There will be a new lost generation of children who grow up without a fair chance at success in our economy and our country.
Q: How can states, municipal governments or nonprofit organizations pick up some of the slack. Or can they, to make any appreciable difference?
States and municipal governments are broke now, too. Nonprofits are struggling. We need to get our economy on the right track. On the other hand, it’s always true that people who work with low-income families or volunteer can make a difference.
Q: In her book, “The Flat World and Education,” Linda Darling-Hammond just about advocates blowing up our current public education system to replace it with a structure designed to level the playing field to educate all children, not just those living in high-income suburbs. Do you agree?
Sort of. The premise is right – level the playing field to educate all children. Blowing up? I don’t know what that means. We need effective leadership and effective teaching in every public school system and every school. I think charter schools are part of the answer provided they are fully accountable, but there is no alternative to fixing the public schools.
Q: Two years ago, we heard a lot about job creation as a key to jump-starting the economy. You have cited job creation as an important tool to help stabilize families. Now, the debate in Washington centers on debt reduction. How can debt reduction play a meaningful role in helping raise families out of poverty?

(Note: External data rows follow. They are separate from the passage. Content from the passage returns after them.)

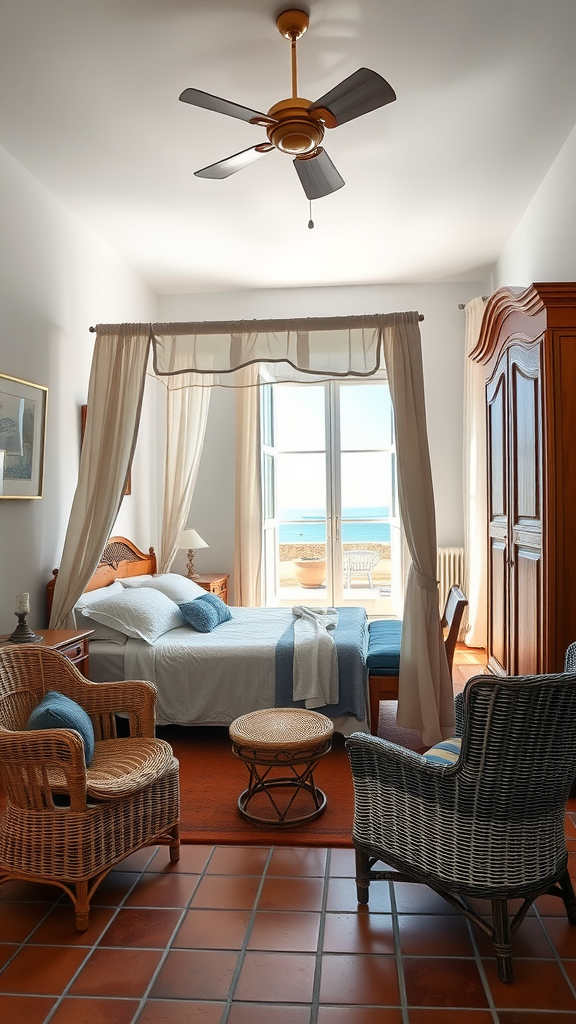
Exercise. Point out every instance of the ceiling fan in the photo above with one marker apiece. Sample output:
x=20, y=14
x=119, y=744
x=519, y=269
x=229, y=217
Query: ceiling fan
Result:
x=296, y=125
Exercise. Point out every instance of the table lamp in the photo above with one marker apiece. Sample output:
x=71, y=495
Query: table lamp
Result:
x=191, y=540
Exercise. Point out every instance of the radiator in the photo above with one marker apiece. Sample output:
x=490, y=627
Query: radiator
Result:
x=450, y=571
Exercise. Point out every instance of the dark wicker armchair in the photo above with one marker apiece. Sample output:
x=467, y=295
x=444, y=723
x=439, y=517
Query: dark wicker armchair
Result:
x=489, y=826
x=64, y=823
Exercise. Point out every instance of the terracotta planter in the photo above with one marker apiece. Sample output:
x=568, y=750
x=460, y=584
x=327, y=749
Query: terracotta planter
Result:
x=311, y=571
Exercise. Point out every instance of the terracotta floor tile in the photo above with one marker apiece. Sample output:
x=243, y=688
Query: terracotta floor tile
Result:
x=192, y=974
x=114, y=889
x=537, y=984
x=17, y=920
x=180, y=1012
x=530, y=940
x=41, y=970
x=359, y=980
x=342, y=897
x=342, y=862
x=193, y=859
x=7, y=949
x=163, y=890
x=285, y=932
x=563, y=935
x=59, y=927
x=443, y=982
x=212, y=930
x=29, y=892
x=442, y=935
x=448, y=1016
x=360, y=1015
x=297, y=860
x=221, y=892
x=117, y=972
x=291, y=894
x=276, y=978
x=411, y=897
x=238, y=860
x=359, y=933
x=80, y=1011
x=25, y=1009
x=142, y=928
x=253, y=1013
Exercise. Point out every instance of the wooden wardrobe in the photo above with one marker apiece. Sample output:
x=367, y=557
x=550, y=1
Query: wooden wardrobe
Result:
x=528, y=347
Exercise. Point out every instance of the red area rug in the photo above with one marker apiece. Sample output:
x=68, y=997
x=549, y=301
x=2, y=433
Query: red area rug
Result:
x=212, y=778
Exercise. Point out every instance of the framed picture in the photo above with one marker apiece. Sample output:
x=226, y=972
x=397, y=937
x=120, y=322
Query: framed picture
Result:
x=23, y=433
x=84, y=413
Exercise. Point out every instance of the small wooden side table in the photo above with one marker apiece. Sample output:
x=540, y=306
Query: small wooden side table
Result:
x=72, y=643
x=214, y=583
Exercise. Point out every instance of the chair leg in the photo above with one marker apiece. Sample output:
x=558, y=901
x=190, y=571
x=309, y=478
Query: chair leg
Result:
x=362, y=876
x=82, y=906
x=502, y=939
x=565, y=883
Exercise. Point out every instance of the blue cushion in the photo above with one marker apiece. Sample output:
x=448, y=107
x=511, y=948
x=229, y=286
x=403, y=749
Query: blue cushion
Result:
x=445, y=753
x=56, y=711
x=205, y=612
x=383, y=646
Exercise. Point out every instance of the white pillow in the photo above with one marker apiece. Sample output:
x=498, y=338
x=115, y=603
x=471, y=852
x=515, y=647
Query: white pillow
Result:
x=179, y=589
x=141, y=612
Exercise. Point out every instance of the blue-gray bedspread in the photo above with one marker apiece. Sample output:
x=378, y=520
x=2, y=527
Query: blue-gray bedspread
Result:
x=351, y=637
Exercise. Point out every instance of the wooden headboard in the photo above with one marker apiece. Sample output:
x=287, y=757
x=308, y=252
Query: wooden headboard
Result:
x=119, y=559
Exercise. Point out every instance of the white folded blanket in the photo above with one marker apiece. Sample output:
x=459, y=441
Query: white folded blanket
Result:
x=316, y=662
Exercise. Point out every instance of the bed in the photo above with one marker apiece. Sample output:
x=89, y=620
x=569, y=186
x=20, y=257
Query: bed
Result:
x=245, y=664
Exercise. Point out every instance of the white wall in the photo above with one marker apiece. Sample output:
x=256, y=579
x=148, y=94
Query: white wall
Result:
x=443, y=342
x=56, y=280
x=543, y=245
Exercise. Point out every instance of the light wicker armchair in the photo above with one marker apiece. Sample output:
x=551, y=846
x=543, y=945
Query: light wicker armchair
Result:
x=489, y=826
x=64, y=823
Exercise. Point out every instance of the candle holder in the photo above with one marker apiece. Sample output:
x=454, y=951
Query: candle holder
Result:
x=23, y=633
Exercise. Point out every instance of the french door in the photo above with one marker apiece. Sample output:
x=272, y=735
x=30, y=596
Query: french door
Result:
x=330, y=506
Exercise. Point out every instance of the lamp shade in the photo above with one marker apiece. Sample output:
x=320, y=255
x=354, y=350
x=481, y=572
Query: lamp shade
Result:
x=190, y=539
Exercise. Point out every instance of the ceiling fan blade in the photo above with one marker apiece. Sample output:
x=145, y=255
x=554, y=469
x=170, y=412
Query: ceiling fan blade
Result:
x=210, y=102
x=233, y=164
x=318, y=175
x=361, y=92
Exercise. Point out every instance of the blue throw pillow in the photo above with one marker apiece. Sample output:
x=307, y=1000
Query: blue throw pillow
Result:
x=205, y=612
x=56, y=711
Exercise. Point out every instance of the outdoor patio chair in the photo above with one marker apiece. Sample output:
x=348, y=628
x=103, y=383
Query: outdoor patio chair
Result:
x=67, y=823
x=360, y=561
x=488, y=823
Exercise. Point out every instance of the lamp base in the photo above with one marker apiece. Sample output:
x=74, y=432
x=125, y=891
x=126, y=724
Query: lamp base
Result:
x=23, y=633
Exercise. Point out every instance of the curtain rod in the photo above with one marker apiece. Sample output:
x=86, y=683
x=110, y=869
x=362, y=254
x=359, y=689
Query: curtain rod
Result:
x=307, y=323
x=462, y=305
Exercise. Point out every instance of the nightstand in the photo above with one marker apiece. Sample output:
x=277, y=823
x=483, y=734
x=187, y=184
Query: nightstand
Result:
x=73, y=643
x=214, y=583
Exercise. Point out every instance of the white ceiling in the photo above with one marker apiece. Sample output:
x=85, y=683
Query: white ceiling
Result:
x=436, y=181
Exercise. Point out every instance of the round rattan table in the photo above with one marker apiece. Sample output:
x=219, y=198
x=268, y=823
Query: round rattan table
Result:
x=281, y=748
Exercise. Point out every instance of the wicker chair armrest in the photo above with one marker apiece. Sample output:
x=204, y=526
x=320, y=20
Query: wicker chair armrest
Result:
x=136, y=698
x=32, y=762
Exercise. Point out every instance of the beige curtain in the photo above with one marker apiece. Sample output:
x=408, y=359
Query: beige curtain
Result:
x=187, y=413
x=425, y=695
x=248, y=539
x=476, y=499
x=115, y=396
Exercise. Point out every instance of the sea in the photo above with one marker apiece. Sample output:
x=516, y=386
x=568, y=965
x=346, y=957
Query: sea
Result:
x=358, y=529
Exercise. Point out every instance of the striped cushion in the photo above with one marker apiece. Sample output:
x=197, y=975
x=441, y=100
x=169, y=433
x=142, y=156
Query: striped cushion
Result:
x=445, y=753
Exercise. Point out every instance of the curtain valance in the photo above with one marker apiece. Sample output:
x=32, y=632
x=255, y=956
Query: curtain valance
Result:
x=291, y=349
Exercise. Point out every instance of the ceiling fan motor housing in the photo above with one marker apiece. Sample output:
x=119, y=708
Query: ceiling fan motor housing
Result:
x=295, y=131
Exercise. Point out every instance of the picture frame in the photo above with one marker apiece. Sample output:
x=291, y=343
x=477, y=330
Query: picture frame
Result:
x=23, y=437
x=83, y=415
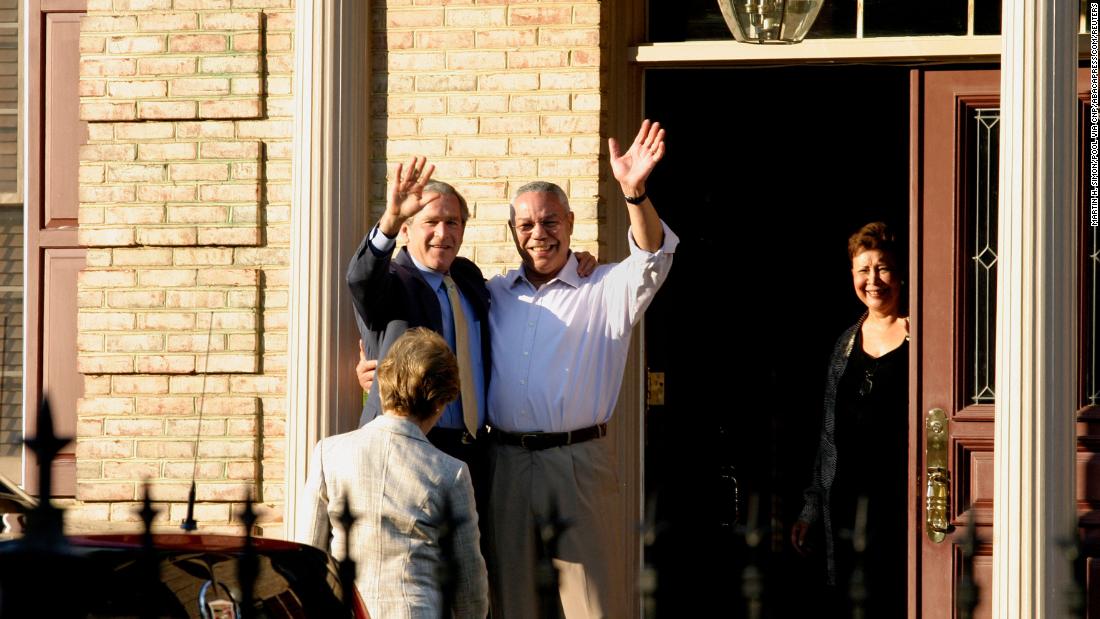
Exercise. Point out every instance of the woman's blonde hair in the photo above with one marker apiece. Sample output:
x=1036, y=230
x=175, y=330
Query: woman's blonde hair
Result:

Ultimately, getting our fiscal house in order is good for everyone. When President Clinton balanced the budget, it created great confidence among both business and consumers. For the last half of the 1990s we had real growth that reached all the way to the bottom of the income continuum. Debt reduction is wrong right now. We are still in recession, whether that is technically true or not. We need to help states and cities stop their fiscal hemorrhage and not lay off so many workers. We need to create jobs that work on our infrastructure and on taking care of children and building houses and doing conservation work and much more. We should close the deficit but not until we have gotten the economy back on its feet.
Q: Assuming there is a finite amount of money available to reduce the number of families living in poverty, where would you start spending it?
There is an emergency when you have 19 million people in extreme poverty and 6 million people whose only income is food stamps, which is about a third of the poverty line – about $6,000 for a family of three. That’s the first order of business.
Q: Given the magnitude of the current problem – 1 in 5 children living in poverty – have you seen anything in the form of legislation, projects, programs or philanthropy that makes enough of a difference to give you hope for the future. Or four years from now, are we going to learn that 1 in 4 children live in poverty?
President Obama’s extension of Medicaid to 16 million more low-income people gives me hope. The interest and commitment of so many people in school reform – President Obama and Education Secretary Arne Duncan and many in the private sector and thousands of young people who go into Teach for America and are really the new civil right movement in our country – give me enormous hope. The projects and programs that are building communities and families and children in every area of the country give me hope. The answers are not just in Washington. We need public policy at all levels, but we need the civic participation of people everywhere, and we need everyone to take responsibility for themselves and their children as well to help others in whatever way they can.